Un jour, un jeune novice remarqua que les moines copistes n’effectuaient pas leur travail à partir des œuvres originales. Étonné de cela, il fit constater au Père Abbé qu’une petite erreur commise dans la première copie risquait de se propager à toutes les autres. Le Père Abbé lui répondit : « Cela fait des siècles que nous procédons ainsi, mais ta remarque est pertinente, je vais, de ce pas, rechercher les originaux ». Il descend alors dans une cave voûtée où sont précieusement conservés les parchemins et les manuscrits.

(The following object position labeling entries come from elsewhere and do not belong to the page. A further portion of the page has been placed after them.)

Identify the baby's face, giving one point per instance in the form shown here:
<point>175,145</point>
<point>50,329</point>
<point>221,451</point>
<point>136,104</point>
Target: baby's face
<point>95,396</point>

Il y passe la journée entière, puis la soirée, puis la nuit, sans plus donner signe de vie. Les heures s’écoulant, l’inquiétude grandit. Le novice descend à la cave et voit le Père Abbé complètement hagard, se cognant sans relâche la tête contre le mur de vieilles pierres. Le jeune moine se précipite et demande : « Père Abbé, que se passe-t-il donc ? » Et ce dernier de répondre : « Depuis des siècles nous sommes dans l’erreur, ce n’est pas "vœu de chasteté", c’est "vœu de charité" ! »
Offrons-nous ce petit clin d’œil monastique, non pas pour remettre en question le conseil évangélique qu’est la chasteté, mais pour mieux comprendre cette phrase de l’Évangile : « Celui qui aime sa vie la perd ; celui qui s’en dessaisit en ce monde la garde pour la vie éternelle ». Se saisir de sa vie, c’est vouloir la maîtriser. Trop souvent, nous aimons avoir une emprise sur les événements et parfois aussi sur les personnes. Maîtriser les choses et les gens peut nous sécuriser, mais nous risquons alors de nous enfermer dans des principes et dans des lois mortifères pour que tout reste toujours en l’état. Se saisir de sa vie, c’est donc se condamner à l’amour de la règle. Or, le prophète Jérémie nous invite à vivre plutôt la règle de l’amour : « Je mettrai ma Loi au plus profond d’eux-mêmes ; je l’inscrirai dans leur cœur ».
Les Écritures nous convient ainsi à passer de l’amour de la règle à la règle de l’amour. Tel est le sens du vœu de charité à vivre par chacune et chacun d’entre nous. En effet, la foi se conjugue d’abord et avant tout dans la tendresse de regards échangés, dans la douceur de paroles prononcées, dans l’affection de gestes partagés. N’est-ce pas le sens de l’association La Mie de Pain qui a vu le jour dans cette paroisse ? Notre « carêmisation » passe ainsi par un désaisissement de notre vie. Dieu nous convie à apprendre à « imprévoir » pour entrer dans son mystère. « Imprévoir » est un verbe paradoxal par essence, car il ne m’est pas possible « d’imprévoir » quelque chose, puisque si je « l’imprévois », d’une certaine manière, je prévois de ne pas prévoir. Pour ce faire, apprenons à vivre un chemin d’abandon où nous lâchons prise, c’est-à-dire où nous faisons tout simplement confiance.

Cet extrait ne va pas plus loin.